■業種・職種を超えての越境転職を
では50代転職に成功するのはどんな人か。リクルートキャリアの藤井編集長は前職と関係のない「越境転職」が最近の特徴だという。図の円グラフを見ても、50代の転職先はあらゆる業種・職種に及んでいることがわかる。
「前職の経験がまったく別の職種で生きる事例がたくさんある。ところが、『自分の背中のホクロは自分では見えない』ように、自分の市場価値は自分ではなかなかわからない。自分の経験で何ができるかを客観視してみるべきです。これを私は自分の能力の“因数分解”といっています」(藤井編集長)
一方、シニアの就労支援をおこなうマイスター60の井口順二シニアビジネス事業部長は「何をしたいかではなく、何ができるかが大事だ」と力説する。
「シニアになって『こんな仕事がしたい』と言っている場合ではありません。たんに幅広くやってきました、というだけでは通用しない。この分野に関しては絶対的な自信があるという人ほど強い」
転職という冒険をせず、60歳定年後に再雇用を選んでも、65歳までしか雇ってもらえないという「65歳の壁」が待ち受けている。白石副社長は「65歳以降も働きたいと思っても、会社は次の仕事を紹介してくれません。しかも今後は働きたいという人が増えますが、現実問題として仕事を探すのは難しい」と語る。
ではどうするか。これも60歳の転職と同じで、65歳まで働くと、66歳以上の求職者が転職市場に溢れることになる。おすすめは「62〜63歳くらいから準備し、65歳前に転職する」(白石副社長)ことだ。
最後に、転職先で注意したいことがある。
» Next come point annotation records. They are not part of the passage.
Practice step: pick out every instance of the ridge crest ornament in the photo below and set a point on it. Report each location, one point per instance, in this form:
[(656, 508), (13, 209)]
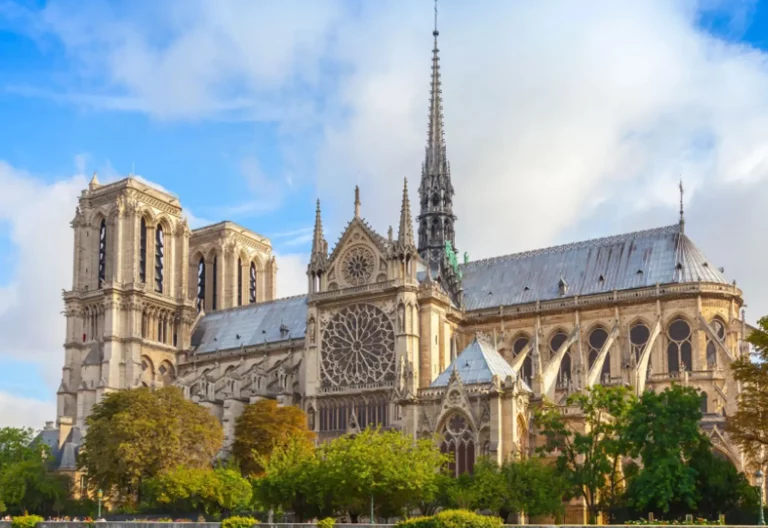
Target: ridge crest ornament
[(357, 265), (358, 348)]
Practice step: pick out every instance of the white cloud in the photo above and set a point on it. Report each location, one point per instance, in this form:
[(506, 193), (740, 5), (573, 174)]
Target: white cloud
[(16, 411), (38, 213), (562, 121)]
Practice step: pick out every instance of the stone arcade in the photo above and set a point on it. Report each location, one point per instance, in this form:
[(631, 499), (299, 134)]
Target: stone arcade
[(393, 330)]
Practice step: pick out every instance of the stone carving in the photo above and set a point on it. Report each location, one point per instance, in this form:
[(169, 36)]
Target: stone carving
[(357, 265), (358, 347)]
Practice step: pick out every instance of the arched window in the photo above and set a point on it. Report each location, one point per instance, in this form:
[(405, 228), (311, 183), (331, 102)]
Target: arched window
[(159, 258), (564, 374), (201, 284), (527, 371), (638, 338), (143, 251), (596, 341), (719, 329), (240, 284), (214, 293), (102, 252), (679, 347), (252, 285), (459, 444)]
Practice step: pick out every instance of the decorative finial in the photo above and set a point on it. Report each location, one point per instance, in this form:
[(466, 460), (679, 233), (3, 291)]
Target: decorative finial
[(682, 215), (435, 32)]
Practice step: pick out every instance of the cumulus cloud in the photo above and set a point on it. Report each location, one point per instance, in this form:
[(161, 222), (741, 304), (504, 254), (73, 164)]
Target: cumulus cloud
[(562, 121), (31, 321)]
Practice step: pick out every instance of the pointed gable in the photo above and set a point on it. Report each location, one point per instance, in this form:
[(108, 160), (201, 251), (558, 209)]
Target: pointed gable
[(477, 364)]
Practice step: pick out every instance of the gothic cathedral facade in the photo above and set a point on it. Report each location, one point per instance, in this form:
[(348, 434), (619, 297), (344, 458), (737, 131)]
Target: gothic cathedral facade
[(395, 331)]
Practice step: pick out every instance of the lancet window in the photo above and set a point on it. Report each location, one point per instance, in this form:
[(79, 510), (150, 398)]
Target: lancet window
[(527, 370), (596, 341), (201, 284), (564, 373), (638, 338), (214, 293), (159, 258), (719, 329), (252, 284), (143, 251), (679, 350), (102, 252), (459, 444)]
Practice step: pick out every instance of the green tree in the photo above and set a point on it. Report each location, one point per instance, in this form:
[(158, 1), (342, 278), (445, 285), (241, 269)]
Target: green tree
[(590, 443), (27, 485), (197, 490), (389, 467), (748, 427), (134, 435), (663, 431), (262, 427)]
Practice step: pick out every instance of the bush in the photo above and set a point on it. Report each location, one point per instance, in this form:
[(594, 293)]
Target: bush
[(239, 522), (452, 519), (417, 522), (26, 521), (328, 522)]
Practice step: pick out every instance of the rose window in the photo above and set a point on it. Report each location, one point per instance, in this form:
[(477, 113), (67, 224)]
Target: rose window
[(358, 347), (357, 267)]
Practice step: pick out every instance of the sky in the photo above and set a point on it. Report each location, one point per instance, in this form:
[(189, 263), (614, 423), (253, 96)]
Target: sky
[(564, 121)]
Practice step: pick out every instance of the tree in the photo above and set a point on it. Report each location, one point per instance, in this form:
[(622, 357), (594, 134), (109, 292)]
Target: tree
[(134, 435), (197, 490), (590, 445), (663, 430), (264, 426), (748, 427)]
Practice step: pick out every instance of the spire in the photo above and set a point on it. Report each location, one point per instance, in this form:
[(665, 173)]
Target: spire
[(682, 215), (357, 201), (94, 182), (405, 231), (318, 242)]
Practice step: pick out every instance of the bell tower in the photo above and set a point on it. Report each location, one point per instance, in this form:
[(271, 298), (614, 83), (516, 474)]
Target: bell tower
[(128, 311)]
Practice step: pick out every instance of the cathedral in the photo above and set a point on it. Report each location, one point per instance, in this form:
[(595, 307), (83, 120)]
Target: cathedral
[(397, 330)]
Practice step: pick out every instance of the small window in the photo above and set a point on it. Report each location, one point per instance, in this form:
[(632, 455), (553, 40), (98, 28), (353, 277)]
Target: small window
[(159, 258), (102, 252)]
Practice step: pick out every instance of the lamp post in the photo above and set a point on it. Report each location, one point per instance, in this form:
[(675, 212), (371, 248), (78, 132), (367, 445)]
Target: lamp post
[(759, 481), (99, 494)]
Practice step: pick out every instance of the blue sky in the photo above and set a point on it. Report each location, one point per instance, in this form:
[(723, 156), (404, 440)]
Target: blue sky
[(249, 111)]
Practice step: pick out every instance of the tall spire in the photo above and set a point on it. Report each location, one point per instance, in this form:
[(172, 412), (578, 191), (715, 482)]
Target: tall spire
[(436, 219), (682, 215), (405, 231)]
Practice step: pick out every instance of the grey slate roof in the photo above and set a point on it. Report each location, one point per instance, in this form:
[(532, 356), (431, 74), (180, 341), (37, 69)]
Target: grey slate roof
[(633, 260), (255, 324), (477, 363)]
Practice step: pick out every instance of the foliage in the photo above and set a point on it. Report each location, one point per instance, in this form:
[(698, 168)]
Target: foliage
[(262, 427), (748, 427), (27, 485), (239, 522), (590, 444), (198, 490), (134, 435), (452, 519), (26, 521), (292, 480), (390, 467), (328, 522), (663, 430)]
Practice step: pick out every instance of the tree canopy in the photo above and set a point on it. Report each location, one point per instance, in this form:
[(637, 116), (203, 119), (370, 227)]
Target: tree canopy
[(748, 427), (134, 435), (261, 428)]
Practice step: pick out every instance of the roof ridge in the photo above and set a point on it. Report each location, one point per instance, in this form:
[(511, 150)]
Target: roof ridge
[(256, 304), (573, 245)]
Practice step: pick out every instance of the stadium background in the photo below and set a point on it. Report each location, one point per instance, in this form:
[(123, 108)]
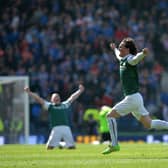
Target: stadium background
[(60, 43)]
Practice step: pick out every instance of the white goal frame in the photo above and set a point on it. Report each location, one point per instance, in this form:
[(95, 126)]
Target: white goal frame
[(9, 79)]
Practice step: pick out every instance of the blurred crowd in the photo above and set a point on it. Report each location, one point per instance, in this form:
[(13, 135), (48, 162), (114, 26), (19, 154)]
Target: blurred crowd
[(61, 43)]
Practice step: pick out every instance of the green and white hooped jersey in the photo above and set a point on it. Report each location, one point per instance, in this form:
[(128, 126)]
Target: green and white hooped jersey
[(58, 113), (128, 76)]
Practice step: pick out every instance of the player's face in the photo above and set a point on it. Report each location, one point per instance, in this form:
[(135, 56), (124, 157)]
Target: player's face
[(55, 98), (123, 50)]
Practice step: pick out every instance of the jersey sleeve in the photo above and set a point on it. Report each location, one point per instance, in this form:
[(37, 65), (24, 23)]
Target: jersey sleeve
[(117, 53), (134, 60), (66, 103), (46, 105)]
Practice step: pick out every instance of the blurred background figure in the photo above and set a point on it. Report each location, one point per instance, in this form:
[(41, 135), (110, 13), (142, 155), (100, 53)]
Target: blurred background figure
[(103, 124)]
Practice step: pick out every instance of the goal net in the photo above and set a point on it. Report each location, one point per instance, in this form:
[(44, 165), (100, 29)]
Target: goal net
[(14, 109)]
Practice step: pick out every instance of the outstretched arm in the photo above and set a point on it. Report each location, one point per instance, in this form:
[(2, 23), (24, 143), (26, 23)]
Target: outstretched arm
[(136, 59), (34, 95), (76, 94), (116, 51)]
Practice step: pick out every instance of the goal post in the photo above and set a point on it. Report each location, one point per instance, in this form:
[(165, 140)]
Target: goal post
[(14, 109)]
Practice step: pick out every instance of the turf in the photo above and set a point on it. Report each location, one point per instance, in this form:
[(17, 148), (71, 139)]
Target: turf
[(85, 156)]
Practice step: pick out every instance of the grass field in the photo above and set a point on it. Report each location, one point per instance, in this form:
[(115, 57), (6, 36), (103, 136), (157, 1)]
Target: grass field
[(85, 156)]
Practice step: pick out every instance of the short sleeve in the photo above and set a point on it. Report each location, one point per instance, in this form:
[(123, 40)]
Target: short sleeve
[(66, 103)]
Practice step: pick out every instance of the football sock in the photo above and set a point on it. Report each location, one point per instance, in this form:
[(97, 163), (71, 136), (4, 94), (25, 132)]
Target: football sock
[(113, 130), (159, 124)]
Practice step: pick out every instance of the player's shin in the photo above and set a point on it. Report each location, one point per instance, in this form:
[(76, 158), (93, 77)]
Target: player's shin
[(113, 130)]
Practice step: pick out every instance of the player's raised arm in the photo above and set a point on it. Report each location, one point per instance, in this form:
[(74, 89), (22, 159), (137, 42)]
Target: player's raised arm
[(139, 56), (116, 51), (76, 94), (34, 95)]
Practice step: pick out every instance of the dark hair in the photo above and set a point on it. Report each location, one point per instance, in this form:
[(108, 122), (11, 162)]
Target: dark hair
[(130, 43)]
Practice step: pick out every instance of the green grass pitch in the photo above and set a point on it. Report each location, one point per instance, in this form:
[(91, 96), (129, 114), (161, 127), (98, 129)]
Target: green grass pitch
[(85, 156)]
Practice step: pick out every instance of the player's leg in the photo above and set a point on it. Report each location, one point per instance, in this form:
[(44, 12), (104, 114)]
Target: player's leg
[(68, 138), (153, 124), (121, 109), (111, 118), (54, 138)]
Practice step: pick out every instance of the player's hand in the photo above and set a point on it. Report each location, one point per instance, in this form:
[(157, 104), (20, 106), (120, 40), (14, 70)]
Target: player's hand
[(27, 89), (81, 88), (145, 51), (112, 46)]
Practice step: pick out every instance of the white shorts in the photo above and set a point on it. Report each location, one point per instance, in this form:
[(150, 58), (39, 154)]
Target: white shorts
[(58, 133), (132, 104)]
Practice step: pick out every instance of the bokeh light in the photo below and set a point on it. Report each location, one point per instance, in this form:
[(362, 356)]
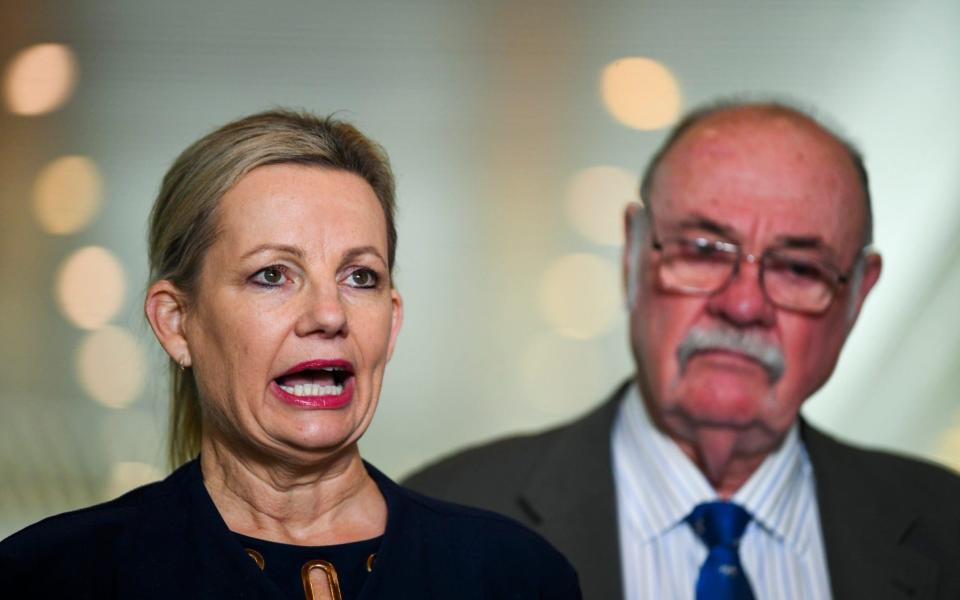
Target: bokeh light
[(580, 295), (40, 79), (596, 198), (67, 194), (947, 449), (110, 366), (127, 475), (640, 93), (90, 287), (563, 376)]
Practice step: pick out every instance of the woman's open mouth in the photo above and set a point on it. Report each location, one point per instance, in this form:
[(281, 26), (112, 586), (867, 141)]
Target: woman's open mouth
[(316, 384)]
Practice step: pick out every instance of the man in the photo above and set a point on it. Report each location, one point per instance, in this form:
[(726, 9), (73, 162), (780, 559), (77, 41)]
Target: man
[(745, 271)]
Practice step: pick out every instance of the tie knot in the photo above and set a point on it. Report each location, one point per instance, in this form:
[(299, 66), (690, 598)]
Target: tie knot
[(719, 523)]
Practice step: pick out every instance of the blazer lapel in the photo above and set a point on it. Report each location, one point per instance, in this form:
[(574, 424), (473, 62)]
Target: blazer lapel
[(862, 529), (571, 495)]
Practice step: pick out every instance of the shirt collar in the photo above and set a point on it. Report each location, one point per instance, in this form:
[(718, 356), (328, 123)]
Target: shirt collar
[(667, 485)]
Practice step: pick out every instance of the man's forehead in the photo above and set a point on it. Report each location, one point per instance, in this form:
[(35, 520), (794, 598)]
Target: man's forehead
[(773, 163)]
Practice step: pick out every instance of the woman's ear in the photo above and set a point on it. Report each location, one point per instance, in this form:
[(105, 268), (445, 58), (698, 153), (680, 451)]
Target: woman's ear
[(165, 308)]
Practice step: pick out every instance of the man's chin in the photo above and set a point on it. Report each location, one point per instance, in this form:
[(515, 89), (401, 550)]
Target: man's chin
[(711, 392)]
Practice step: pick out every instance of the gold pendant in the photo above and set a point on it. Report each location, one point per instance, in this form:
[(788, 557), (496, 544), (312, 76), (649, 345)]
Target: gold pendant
[(320, 581)]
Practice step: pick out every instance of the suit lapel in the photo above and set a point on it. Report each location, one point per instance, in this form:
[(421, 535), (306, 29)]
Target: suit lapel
[(571, 495), (862, 529)]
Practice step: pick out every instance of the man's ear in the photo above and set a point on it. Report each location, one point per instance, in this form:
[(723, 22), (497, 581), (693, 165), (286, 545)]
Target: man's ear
[(165, 308), (631, 249), (872, 265)]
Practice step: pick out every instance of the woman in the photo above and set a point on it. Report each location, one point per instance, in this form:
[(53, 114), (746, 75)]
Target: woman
[(272, 243)]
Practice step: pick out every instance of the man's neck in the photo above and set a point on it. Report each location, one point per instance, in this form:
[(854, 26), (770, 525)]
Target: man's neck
[(328, 502), (715, 452)]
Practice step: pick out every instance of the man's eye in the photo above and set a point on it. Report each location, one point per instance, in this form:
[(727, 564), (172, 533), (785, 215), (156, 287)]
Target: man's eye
[(700, 248), (363, 278), (798, 270), (272, 276)]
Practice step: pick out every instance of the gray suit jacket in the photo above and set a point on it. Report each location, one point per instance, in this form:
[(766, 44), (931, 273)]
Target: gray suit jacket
[(891, 525)]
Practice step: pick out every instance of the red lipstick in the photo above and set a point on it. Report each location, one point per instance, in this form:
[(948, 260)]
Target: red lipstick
[(316, 384)]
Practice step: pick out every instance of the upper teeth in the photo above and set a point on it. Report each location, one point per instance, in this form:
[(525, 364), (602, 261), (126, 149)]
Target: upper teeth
[(312, 389)]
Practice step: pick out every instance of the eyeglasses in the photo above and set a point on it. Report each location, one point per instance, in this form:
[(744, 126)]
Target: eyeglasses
[(790, 278)]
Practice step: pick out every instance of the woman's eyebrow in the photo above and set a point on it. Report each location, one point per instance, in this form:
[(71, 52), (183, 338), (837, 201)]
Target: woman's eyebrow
[(294, 250), (362, 250)]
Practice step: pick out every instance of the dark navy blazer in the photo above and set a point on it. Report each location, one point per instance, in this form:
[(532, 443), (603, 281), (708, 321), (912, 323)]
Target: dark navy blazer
[(167, 540)]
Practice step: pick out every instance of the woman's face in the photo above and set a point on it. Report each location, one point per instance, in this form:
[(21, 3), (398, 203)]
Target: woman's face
[(295, 316)]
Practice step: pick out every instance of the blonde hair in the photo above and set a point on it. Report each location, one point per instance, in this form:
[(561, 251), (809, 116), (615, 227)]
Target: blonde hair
[(183, 221)]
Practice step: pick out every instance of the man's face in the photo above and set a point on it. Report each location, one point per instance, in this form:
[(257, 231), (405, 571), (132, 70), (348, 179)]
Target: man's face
[(762, 181)]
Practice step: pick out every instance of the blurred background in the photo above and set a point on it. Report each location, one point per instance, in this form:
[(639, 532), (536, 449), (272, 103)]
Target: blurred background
[(517, 130)]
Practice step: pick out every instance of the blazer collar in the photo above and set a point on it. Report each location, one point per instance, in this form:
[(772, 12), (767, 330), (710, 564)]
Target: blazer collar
[(570, 493), (863, 528)]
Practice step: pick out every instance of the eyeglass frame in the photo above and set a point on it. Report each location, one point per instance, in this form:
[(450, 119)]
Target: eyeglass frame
[(839, 278)]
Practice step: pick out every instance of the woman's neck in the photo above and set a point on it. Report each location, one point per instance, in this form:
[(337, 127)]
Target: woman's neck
[(333, 501)]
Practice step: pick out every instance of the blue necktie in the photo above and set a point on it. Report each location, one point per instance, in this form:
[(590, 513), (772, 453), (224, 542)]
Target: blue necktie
[(720, 525)]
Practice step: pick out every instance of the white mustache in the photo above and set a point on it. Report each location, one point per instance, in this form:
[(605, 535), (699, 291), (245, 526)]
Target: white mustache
[(747, 343)]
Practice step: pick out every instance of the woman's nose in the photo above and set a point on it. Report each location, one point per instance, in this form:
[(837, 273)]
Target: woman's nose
[(323, 313)]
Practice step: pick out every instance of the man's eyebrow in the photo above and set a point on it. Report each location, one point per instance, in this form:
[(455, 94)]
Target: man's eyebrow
[(790, 241), (285, 248), (705, 224)]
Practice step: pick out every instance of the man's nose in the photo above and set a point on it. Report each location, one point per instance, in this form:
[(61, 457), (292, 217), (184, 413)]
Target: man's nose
[(742, 301), (322, 312)]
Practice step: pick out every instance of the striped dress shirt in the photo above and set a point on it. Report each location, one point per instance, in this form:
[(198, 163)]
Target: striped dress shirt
[(657, 486)]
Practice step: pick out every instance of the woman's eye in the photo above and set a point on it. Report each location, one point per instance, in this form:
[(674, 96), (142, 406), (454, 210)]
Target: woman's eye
[(272, 276), (363, 278)]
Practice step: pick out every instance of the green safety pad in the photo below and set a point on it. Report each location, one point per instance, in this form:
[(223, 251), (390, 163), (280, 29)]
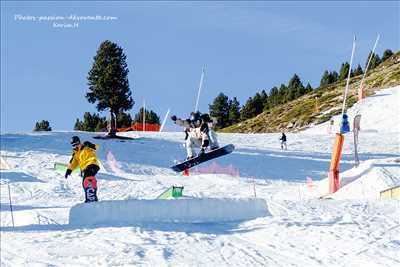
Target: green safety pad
[(63, 167), (172, 192)]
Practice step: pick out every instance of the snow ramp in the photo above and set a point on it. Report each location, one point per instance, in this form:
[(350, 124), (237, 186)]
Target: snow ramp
[(189, 210)]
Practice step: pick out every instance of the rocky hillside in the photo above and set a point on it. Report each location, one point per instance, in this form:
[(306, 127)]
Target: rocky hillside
[(321, 104)]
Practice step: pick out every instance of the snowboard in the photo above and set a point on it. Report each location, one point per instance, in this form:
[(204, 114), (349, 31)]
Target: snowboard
[(118, 137), (225, 150)]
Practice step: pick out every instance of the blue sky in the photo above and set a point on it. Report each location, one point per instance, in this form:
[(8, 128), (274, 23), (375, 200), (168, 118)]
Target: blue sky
[(245, 46)]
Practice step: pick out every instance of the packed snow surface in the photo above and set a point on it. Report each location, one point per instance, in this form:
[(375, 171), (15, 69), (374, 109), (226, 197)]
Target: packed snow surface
[(186, 210), (296, 227)]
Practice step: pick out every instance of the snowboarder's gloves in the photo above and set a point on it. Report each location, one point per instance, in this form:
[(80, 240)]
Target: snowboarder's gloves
[(205, 144), (67, 173)]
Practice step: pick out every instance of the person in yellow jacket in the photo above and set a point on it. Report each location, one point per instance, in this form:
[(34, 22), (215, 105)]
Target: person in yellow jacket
[(84, 156)]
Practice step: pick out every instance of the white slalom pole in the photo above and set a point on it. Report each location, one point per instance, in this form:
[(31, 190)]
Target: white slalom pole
[(164, 121), (199, 91), (369, 60), (348, 76), (144, 116), (9, 197)]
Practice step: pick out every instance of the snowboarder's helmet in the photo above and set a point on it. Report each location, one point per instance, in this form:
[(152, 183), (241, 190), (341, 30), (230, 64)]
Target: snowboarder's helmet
[(75, 140), (195, 118)]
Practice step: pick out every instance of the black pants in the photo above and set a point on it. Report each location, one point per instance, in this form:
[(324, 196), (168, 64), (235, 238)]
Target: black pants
[(90, 191)]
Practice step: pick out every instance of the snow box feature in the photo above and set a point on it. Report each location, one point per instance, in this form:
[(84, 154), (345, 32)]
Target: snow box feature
[(202, 210)]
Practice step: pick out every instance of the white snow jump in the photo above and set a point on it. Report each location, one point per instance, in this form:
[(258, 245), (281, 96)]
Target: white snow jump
[(204, 210)]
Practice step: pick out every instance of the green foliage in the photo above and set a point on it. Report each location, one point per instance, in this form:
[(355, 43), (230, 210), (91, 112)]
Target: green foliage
[(108, 79), (276, 95), (344, 71), (358, 71), (219, 110), (295, 87), (308, 88), (375, 60), (387, 54), (329, 78), (91, 123), (234, 111), (150, 117), (42, 126)]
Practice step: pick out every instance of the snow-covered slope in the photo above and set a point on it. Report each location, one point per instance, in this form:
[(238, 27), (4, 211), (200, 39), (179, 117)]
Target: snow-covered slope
[(354, 228), (379, 113)]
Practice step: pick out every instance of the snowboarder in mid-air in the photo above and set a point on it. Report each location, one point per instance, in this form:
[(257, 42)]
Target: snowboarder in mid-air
[(283, 141), (199, 133), (84, 156)]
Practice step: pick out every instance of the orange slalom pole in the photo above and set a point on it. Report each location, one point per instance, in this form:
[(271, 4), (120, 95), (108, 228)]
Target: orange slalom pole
[(335, 161)]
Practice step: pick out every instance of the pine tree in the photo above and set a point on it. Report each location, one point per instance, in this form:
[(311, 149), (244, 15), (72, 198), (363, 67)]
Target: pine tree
[(264, 98), (308, 88), (325, 80), (246, 112), (234, 111), (108, 80), (42, 126), (387, 54), (375, 61), (150, 117), (283, 95), (124, 120), (273, 99), (344, 71), (219, 109), (358, 71)]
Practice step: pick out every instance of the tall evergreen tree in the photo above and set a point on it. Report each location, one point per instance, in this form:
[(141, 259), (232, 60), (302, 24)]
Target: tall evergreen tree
[(344, 71), (246, 112), (273, 98), (264, 98), (282, 96), (375, 61), (150, 117), (108, 80), (334, 76), (124, 120), (234, 111), (308, 88), (387, 54), (325, 79), (219, 109), (358, 71)]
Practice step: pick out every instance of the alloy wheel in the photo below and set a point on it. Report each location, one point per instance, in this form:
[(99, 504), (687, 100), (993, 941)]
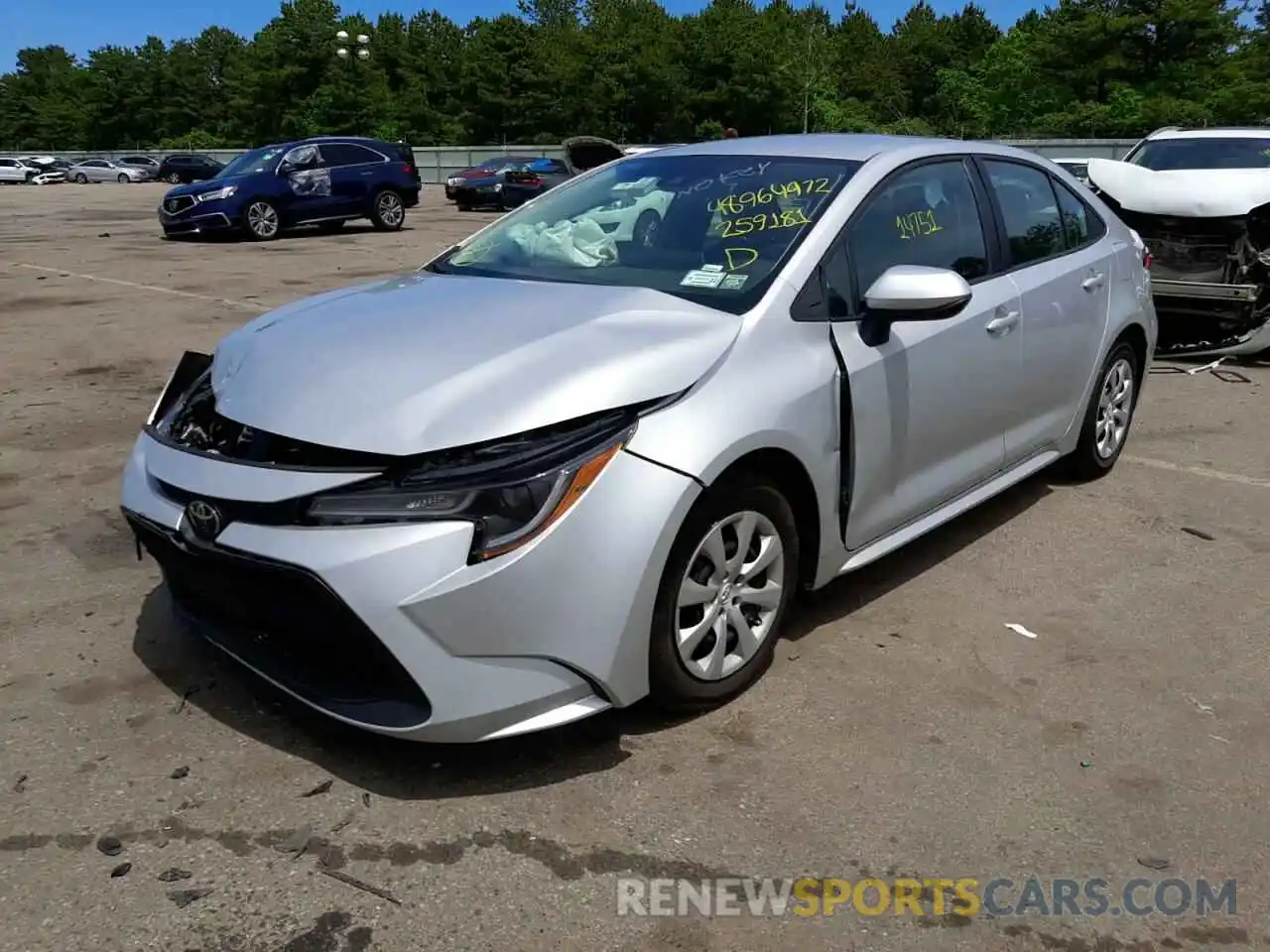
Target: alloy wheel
[(391, 212), (262, 218), (1115, 408), (729, 595)]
失敗する人に共通するのが「我が強すぎる」「プライドが高く、謙虚さに欠ける」「古巣との比較を、ついしてしまう」「過去の地位や人脈にこだわる」人だ。
「以前の職場での地位やプライドにこだわる人は、謙虚さに欠けた振舞いをしやすい。新人と同じ気持ちで、若い人や経営者とも対話できるコミュニケーションを心がけることが大切です」(井口事業部長)
50歳からでも遅くはない。70歳まで働くことを見据え、今から準備しておくことだ。きっと最後に人生の逆転弾が放たれる!